Musim hujan adalah pertanda untuk harus segera mengungsi bagi beberapa warga yang tinggal di wilayah rawan banjir. Sebab, bila hujan terus menerus turun berarti dalam beberapa hari lagi bencana banjir akan melanda. Apalagi, banjir kerapkali merendam pemukiman yang mereka tinggali akibat curah hujan yang cukup tinggi dan banjir kiriman dari Bogor. Seperti yang menimpa warga di kawasan perkampungan Dewi Sartika, Jalan Arus, Jakarta Timur, Kamis (18/2). Luapan Sungai Ciliwung mulai merendam wilayah RW 02 dan 03 permukiman warga yang memang terletak bersebelahan dengan bantaran Kali Ciliwung tersebut, sejak pukul 03.30 WIB.
Dalam beberapa tahun terakhir,banjir seolah menjadi agenda rutin. Berbagai antisipasi disiapkan, salah satunya memindahkan para warga di sepanjang bantaran sungai, cara ini merupakan salah satu cara yang efektif untuk mengendalikan banjir. Alternatif lainnya adalah dengan menyiapkan perahu-perahu serta tempat pengungsian. Wajar saja, mengingat akses trransportasi sepenuhnya tergenang air saat banjir melanda. Perahu menjadi satu-satunya alat evakuasi warga atau yang dikenal dengan istilah getek (kapal getek, adalah jenis kelotok yang fungsinya khusus untuk mengangkut orang.)
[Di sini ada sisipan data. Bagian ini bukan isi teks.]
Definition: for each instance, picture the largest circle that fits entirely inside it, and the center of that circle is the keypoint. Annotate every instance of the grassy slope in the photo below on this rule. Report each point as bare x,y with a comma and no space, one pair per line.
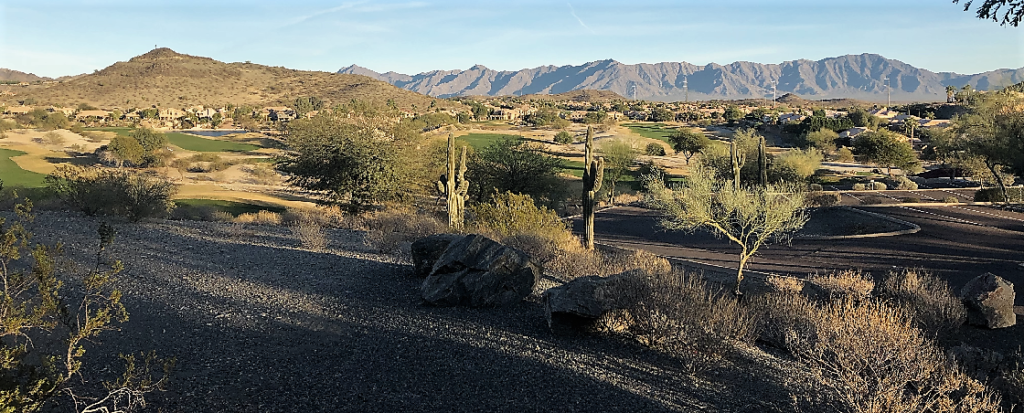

Salah satu warga yang rumahnya terendam banjir adalah Muhayar (64), yang lebih dikenal ‘babeh’ dikalangan anak-anak muda. Babeh memiliki 4 orang anak (2 putri dan 2 putra) serta telah dianugerahi 2 orang cucu. Ia merupakan pensiunan sebuah perusahaan otomotif di Jakarta yang juga ikut terkena imbas resis (PHK). Ia mencukupi kebutuhan keluarganya dengan membuka warung kopi, “Ya, maklumlah semua udah pada berkeluarga dan bekerja, tinggal yang anak perempuan bungsu saja yang masih mengenyam Sekolah Menengah Pertama di salah satu sekolah swasta di Jakarta, itu pun mendapat beasiswa.” Tegasnya.
Getek yang diperolehnya bukan merupakan buatan sendiri, melainkan beli secara satu persatu (eceran), mulai dari kayu yang dibuat sebagai bangku dan dayung juga triplek/papan yang digunakan sebagai dasar dari getek tersebut. Kurang lebih lima puluh sampai seratus ribu rupiah untuk ongkos pembuatannya hingga getek tersebut siap pakai.
Banjir kini telah datang dan merendam warung kopi miliknya namun, hal tersebut tidak mematahkan semangatnya untuk berputar otak guna mencari rezeki dalam keadaan tersebut. Dia dan anak lelakinya pun menjajakan jasa transportasi menggunakan getek bagi warga sekitar yang akan melintas. “Bayarannya seiklhasnya saja,” ujar Babeh. Dalam sehari dia dapat meraup pemasukan hingga Rp.30.000,-.
Meski ketinggian air di kawasan tersebut telah mencapai tinggi pinggang orang dewasa, ditambah lagi hujan yang kerap deras turun, tidak mematahkan niat para warga untuk tetap bertahan. Mereka lebih memilih tinggal di atap-atap loteng/lantai dua rumah mereka, meskipun air dan lumpur telah memasuki tempat tinggal mereka.”Hampir 40 tahun saya tinggal dan dibesarkan disini.” Begitu jawabannya, saat ditanya alsan mengapa betah berada di kawasan banjir tersebut.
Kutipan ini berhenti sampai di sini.